The unenforceability or invalidity of any clause in the Agreement shall not have an impact on the enforceability or validity of any other clause. Any unenforceable or invalid clause shall be regarded as removed from this Agreement to the extent of its unenforceability and invalidity. If any clause is unenforceable or invalid due to it being too broad, then it shall be considered modified down to the point where it is enforceable and valid. In that case, the Agreement shall be interpreted and enforced as if it did not contain the said clause to the extent of its unenforceability and invalidity.

 

 

 

Company will use reasonable efforts when working on Client’s websites, accounts and tasks. Client shall indemnify, defend and hold harmless the Company, its officers, directors, employees, from and against any liabilities, damages, claims and costs arising out of any claims related to this agreement. Client will reimburse Company for reasonable defense costs for claims arising out this agreement.

 

CAMPAIGN MANAGEMENT FEES:

Unless specified otherwise pricing is based on 2 campaign/s in Facebook spending a maximum of $3,000 per month for all campaigns combined. If the number of campaigns or budget increases beyond that, then the pricing will increase as follows:

 

  •  – For every additional campaign in Facebook a setup fee of $250 plus $115.38 per week for the campaign management.
  •  – For every additional campaign anywhere else other than  Facebook a setup fee of $455 plus $173.07 per week for the campaign management.
  •  – In all cases, when the total spend is over $692.00 per week there will be an additional management fee set at 12.5% of the total spend. This will be billed each week for the previous week’s spend.

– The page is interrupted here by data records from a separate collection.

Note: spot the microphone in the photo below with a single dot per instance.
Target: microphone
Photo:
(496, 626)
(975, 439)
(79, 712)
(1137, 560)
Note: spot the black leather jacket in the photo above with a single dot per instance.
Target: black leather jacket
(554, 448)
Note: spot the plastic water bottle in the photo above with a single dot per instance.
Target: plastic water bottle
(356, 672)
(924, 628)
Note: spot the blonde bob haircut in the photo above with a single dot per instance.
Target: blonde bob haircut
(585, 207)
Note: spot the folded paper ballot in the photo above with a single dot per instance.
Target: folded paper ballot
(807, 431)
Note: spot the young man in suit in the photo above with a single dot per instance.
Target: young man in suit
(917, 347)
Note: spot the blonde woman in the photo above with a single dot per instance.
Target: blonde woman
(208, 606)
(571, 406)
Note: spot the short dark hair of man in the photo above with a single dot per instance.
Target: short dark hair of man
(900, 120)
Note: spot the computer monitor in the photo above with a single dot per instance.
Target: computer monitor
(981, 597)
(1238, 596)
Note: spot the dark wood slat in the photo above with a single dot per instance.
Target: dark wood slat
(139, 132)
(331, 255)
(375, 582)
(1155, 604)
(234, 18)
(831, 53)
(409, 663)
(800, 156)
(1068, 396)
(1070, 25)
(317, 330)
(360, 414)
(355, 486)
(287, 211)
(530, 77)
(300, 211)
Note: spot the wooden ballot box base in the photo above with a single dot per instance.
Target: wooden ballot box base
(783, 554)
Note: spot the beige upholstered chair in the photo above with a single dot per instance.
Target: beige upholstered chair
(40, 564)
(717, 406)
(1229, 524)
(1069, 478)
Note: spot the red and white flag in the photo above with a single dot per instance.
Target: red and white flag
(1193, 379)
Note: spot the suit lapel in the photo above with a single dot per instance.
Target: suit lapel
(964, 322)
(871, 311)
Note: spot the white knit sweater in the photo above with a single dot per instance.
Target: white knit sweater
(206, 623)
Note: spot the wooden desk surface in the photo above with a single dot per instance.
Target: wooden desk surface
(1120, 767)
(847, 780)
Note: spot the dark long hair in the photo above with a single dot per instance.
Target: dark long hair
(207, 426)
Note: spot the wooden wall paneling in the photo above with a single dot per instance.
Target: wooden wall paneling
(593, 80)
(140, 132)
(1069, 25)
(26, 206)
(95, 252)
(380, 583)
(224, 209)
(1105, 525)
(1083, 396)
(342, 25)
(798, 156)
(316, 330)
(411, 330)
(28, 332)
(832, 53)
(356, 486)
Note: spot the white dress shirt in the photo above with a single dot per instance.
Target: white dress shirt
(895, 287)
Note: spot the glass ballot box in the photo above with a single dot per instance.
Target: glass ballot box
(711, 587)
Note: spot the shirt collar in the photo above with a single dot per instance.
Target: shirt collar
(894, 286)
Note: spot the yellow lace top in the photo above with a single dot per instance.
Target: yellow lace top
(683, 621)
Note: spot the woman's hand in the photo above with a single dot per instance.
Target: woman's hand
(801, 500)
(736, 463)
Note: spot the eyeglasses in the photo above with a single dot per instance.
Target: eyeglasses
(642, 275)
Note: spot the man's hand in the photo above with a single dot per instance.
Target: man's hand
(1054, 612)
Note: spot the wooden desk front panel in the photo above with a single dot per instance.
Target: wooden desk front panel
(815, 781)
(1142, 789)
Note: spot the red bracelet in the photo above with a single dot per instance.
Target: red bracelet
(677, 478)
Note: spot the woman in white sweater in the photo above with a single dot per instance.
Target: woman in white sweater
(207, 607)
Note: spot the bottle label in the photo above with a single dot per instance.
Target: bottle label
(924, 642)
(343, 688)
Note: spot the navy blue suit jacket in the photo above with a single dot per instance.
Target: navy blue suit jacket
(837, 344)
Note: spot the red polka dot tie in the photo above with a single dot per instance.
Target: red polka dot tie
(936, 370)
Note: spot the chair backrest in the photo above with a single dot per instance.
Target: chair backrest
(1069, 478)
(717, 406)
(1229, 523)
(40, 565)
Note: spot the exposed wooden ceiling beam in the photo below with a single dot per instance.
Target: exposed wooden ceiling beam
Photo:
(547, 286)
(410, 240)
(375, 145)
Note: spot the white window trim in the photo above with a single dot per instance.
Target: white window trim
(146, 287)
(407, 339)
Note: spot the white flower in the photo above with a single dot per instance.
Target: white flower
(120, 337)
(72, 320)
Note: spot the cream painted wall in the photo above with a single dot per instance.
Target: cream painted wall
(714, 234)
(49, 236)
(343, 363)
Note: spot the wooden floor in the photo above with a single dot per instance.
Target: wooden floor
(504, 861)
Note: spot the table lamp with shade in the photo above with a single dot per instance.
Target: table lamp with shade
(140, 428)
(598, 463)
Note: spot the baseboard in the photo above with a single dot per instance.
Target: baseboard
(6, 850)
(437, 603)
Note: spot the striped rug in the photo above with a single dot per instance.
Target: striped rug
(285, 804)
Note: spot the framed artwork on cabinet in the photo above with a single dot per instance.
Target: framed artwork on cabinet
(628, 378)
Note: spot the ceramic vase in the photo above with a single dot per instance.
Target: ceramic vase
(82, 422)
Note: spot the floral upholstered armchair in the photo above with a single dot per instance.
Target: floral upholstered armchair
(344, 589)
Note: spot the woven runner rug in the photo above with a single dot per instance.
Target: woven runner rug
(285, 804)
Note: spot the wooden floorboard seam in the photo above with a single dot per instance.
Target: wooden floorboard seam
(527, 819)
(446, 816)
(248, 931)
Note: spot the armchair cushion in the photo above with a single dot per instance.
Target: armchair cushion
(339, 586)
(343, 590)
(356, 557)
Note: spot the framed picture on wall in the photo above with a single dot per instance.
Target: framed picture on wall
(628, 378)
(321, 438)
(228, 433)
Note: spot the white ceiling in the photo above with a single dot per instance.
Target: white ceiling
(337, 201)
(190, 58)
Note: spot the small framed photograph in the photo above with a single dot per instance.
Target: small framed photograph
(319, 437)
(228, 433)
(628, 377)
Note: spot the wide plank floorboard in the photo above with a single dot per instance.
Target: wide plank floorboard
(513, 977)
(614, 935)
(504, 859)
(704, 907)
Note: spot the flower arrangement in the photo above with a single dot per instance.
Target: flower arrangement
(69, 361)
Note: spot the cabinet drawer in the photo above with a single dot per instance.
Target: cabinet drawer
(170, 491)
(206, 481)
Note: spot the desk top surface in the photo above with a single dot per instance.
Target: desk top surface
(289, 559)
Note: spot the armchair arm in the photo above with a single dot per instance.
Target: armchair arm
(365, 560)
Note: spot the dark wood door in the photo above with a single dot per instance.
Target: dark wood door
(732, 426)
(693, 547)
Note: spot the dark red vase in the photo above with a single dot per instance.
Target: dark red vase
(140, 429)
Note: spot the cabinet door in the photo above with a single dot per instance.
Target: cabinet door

A campaign will be defined as a group of ads targeting: a specific geography, demographic/interest group,   service/product and desired action.

Entire Proposal :

The proposal and these terms sets forth the entire Agreement and understanding between the Client and the Company relating to its subject matter and merges all prior discussions between them. No amendment to this Agreement will be effective unless in writing signed by both parties to this Agreement.